OPA is a part of STS
Along with STS service, an OPA instance also runs in the same pod. Whenever a request is intercepted by the STS, the request is sent to OPA HTTP authorization API which is running in the localhost. Running it in the localhost makes the network overhead minimum and optimum.
You can write your own policies and deploy them in Cell OPA instance using Cellery. Those rules are getting executed while the services are invoked.
Let’s go through an example.
In order to go through an example start a Cellery runtime, deploy TODO sample and make sure it’s working as expected. Once you confirm things are working as expected, get the configmaps which are in default namespace. There is a configmap with name todo-<instance_name> — sts-policy. In order to list all configmaps in default namespace execute the below command.
kubectl get configmapNAME DATA AGE
todo-celllatestbdy2-gateway-config 2 13s
todo-celllatestbdy2-mysql-db-init-sql-config 1 12s
todo-celllatestbdy2-sts-config 2 14s
todo-celllatestbdy2-sts-policy 1 13s
Let’s try to investigate what’s there in todo-celllatestbdy2 — sts-policy. Execute the below command to observe the content of the configmap
kubectl edit configmap todo-celllatestbdy2sts-policy
Note : todo-celllatestbdy2sts-policy is the name of the configmap.
This configmap consists of all metadata related to a kubernetes map whereas it also contains the actual content / configurations in this configmap. The below set of data depicts the content of this config map. You can write your policy here and save so that this is effective at the time of request execution. If you are familiar with OPA policy language Rego, it’s pretty straightforward to write policies.
Important : Cellery language does not provide syntax for these policies as per 0.4.0 version. This will be available soon in Cellery.
data:
default.rego: |
package cellery.iodefault allow = true
Policies must be written in a specific ways in Cellery. If you are familiar with how Istio does, it’s the same way Cellery also follows. You have a specific format of the policy rule name which is a combination of the destination service and few other facts. A bit more complex policy is depicted below.

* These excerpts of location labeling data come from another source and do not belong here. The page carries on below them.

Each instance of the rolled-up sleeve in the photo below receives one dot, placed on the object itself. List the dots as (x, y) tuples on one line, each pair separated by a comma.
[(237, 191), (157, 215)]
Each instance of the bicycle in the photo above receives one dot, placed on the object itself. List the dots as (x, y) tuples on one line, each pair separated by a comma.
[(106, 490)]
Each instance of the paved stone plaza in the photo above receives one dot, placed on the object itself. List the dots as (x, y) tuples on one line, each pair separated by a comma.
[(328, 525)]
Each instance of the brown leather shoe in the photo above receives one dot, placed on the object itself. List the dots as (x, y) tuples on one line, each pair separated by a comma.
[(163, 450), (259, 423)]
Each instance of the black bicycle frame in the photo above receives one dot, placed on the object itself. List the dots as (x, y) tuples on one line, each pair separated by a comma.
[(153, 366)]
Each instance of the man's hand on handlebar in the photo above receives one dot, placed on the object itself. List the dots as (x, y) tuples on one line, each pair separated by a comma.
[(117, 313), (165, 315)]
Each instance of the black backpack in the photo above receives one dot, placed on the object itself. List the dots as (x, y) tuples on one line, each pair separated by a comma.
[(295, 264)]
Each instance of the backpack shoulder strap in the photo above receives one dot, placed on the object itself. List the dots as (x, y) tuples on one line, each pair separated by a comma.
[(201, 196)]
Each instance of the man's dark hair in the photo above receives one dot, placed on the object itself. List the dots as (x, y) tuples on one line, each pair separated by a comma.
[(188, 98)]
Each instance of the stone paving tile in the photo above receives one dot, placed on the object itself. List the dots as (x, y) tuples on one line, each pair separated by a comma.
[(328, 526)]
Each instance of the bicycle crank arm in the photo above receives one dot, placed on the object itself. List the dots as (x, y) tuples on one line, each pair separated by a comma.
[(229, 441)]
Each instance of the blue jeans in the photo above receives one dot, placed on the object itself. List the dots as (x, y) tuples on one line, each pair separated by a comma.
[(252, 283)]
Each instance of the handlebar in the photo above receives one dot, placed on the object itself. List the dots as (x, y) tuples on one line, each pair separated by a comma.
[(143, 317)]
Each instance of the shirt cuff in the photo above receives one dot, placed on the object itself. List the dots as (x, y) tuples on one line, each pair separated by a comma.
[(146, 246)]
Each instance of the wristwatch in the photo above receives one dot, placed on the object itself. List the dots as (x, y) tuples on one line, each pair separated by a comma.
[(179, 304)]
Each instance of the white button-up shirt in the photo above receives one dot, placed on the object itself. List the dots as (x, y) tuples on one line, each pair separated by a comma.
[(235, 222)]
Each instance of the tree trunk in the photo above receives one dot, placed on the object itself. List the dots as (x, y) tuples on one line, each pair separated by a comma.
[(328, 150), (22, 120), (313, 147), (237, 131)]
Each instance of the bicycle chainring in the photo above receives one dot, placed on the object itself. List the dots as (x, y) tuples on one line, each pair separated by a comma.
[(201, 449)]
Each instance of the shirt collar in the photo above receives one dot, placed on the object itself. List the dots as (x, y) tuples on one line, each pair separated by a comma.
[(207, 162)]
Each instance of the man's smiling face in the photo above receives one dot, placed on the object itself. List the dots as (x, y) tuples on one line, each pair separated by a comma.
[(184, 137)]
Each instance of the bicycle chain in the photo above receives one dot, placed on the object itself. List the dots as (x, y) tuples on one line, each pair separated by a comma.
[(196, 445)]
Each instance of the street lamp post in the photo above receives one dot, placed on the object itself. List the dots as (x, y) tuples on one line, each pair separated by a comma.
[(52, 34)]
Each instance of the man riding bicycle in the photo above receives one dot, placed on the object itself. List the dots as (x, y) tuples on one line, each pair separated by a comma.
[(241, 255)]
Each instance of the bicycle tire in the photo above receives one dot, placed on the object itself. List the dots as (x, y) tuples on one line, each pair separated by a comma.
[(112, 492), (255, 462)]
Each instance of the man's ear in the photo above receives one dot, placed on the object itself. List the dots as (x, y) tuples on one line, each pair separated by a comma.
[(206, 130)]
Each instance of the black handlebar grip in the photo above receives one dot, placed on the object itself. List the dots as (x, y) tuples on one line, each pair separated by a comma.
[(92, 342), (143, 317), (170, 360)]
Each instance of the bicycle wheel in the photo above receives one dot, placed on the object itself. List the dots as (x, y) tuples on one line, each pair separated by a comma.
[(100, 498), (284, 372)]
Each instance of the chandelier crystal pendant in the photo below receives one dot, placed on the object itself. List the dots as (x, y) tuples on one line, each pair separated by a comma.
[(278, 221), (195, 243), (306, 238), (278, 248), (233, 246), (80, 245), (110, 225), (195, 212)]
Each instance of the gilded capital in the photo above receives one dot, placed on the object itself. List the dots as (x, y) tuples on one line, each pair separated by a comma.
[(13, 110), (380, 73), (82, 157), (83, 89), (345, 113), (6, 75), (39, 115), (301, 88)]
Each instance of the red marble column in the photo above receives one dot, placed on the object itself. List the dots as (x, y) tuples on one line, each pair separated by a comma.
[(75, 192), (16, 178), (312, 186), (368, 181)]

However this doesn’t show how you exactly need to write OPA policies in Cellery system to be answered for the queries raised by Cellery STS. This will be covered in a different article.
OPA request which is sent from STS to OPA authorization API, consist of below information. Policy writers can write policies based on those information.
Conclusion.
Cellery enables service level security from it’s architecture. Having Open Policy Agent adopted makes Cellery a system with comprehensive fine grained access control at service level. Starting from simple decisions like which Cells are allowed to communicate with what Cells, you can write any complex policy using Rego in order to control request flows within Cellery system.